Although there are limits to the discretion of a trial court in the context of dismissal, we have not found any case involving abuse of discretion which contained such a chronicle of conscious and deliberate delay as do the cases before us. Coon v. Charles W. Bliven & Co., 534 F.2d 44, 48 (5th Cir. 1976) (action for fraudulent misrepresentation) (confusion by plaintiff's counsel concerning instructions as to the time of the calendar call is insufficient grounds for dismissal for lack of prosecution); Graves v. Kaiser Aluminum & Chemical Co., 528 F.2d 1360 (5th Cir. 1976) (employment discrimination action) (plaintiff had not engaged in any delaying tactics prior to his nonattendance at a pretrial conference; dismissal was error); Connolly v. Papachristid Shipping Ltd., 504 F.2d 917 (5th Cir. 1974) (Jones Act suit) (trial court abused its discretion in dismissing case when it accorded a foreign plaintiff too little time to obtain substitute domestic counsel); Brown v. Thompson, 430 F.2d 1214 (5th Cir. 1970) (plaintiff's delay was due to inability to secure certain documents protected by a temporary governmental privilege); Schildhaus v. Commissioner, 370 F.2d 549 (2d Cir. 1966) (petitioner was dilatory only in relation to one issue, thus a dismissal of the entire case was too broad), revg. an unreported order of dismissal of this Court, cert. denied 387 U.S. 924 (1967); Thomas v. Commissioner, 185 F.2d 851 (6th Cir. 1950) (trial court unreasonably denied petitioner's first motion for continuance and thereupon granted a motion to dismiss when petitioner could not proceed with his case), remanding an unreported order of dismissal of this Court.
These cases now before us are unusual in that Freedson was present for trial. Even though dismissal for failure properly to prosecute will normally arise where a party fails to appear at trial, this Court has, under Rule 123(b), previously dismissed a case involving an appearing petitioner. Robert E. Wade, 34 T.C.M. 1023, 44 P-H Memo. T.C. par. 75,236 (1975). The Court acted in a similar manner under our former Rules. Montgomery v. Commissioner, 367 F.2d 917 (9th Cir. 1966).

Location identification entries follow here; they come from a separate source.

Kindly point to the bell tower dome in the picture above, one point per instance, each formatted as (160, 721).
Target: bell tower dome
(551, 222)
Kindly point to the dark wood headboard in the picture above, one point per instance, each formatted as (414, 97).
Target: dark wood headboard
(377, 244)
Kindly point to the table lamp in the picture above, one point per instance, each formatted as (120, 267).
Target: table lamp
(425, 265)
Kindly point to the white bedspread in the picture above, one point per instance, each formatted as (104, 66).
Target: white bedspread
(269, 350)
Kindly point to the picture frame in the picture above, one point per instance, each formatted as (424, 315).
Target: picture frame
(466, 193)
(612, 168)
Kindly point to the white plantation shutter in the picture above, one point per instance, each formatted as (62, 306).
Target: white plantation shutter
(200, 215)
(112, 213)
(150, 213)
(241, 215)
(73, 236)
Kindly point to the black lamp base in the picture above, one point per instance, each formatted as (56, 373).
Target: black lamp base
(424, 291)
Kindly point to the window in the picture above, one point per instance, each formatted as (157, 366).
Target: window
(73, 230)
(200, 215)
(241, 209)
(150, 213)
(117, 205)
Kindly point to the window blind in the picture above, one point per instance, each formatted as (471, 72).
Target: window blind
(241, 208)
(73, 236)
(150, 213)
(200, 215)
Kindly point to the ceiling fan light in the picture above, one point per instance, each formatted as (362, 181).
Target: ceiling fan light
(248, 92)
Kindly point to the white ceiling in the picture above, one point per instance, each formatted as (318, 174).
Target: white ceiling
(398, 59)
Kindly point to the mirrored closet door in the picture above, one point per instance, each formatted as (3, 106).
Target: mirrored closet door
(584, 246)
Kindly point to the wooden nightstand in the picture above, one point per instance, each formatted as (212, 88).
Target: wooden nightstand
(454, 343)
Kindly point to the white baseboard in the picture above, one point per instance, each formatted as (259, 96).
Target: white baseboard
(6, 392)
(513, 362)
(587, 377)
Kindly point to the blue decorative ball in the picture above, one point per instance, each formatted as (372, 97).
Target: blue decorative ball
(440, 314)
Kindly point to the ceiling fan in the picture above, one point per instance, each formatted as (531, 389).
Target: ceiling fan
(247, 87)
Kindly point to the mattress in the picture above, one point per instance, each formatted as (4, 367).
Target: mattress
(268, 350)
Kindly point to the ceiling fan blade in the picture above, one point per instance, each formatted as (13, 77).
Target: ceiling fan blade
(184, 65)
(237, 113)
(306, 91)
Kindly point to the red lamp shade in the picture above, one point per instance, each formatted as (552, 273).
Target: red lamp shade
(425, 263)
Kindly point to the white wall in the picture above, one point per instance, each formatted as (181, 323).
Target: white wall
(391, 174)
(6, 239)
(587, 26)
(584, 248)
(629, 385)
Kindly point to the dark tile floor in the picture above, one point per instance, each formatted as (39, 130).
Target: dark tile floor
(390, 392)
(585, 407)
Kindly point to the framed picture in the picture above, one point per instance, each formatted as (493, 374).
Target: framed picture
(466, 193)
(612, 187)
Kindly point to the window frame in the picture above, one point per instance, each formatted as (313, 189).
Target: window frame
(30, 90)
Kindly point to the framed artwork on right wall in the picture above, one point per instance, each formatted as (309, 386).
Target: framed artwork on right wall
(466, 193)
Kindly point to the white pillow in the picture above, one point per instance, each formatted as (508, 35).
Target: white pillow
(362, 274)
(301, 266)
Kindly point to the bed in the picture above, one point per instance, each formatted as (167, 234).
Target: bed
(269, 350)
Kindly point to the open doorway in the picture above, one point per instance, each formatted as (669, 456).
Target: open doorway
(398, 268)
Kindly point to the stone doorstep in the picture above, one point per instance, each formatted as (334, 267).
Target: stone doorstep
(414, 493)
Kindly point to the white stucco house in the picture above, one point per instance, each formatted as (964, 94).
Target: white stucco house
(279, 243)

After viewing the events in this case, we think the record contains ‘ample justification for believing that the taxpayer had pursued a studied course of defiance of the government and its taxing authorities.’ (Fn. ref. omitted.) Montgomery v. Commissioner, supra at 920. As the Ninth Circuit Court of Appeals in the Montgomery case went on to state:
If a substantial body of Americans displayed the taxpayer's disdainful attitude toward tax obligations, our government would be rendered powerless to provide the service and protection which its citizens have come to expect and enjoy. In seeking to impose more delay upon that which his own lack of responsibility had already created, the taxpayer urged the Tax Court, in effect, to confer upon him a benefit which nearly all those who support the nation cannot enjoy and which they are usually too proud and respectable to seek. Montgomery v. Commissioner, supra at 920. We refuse to confer this benefit upon petitioners.
Appropriate orders of dismissal and decision will be entered.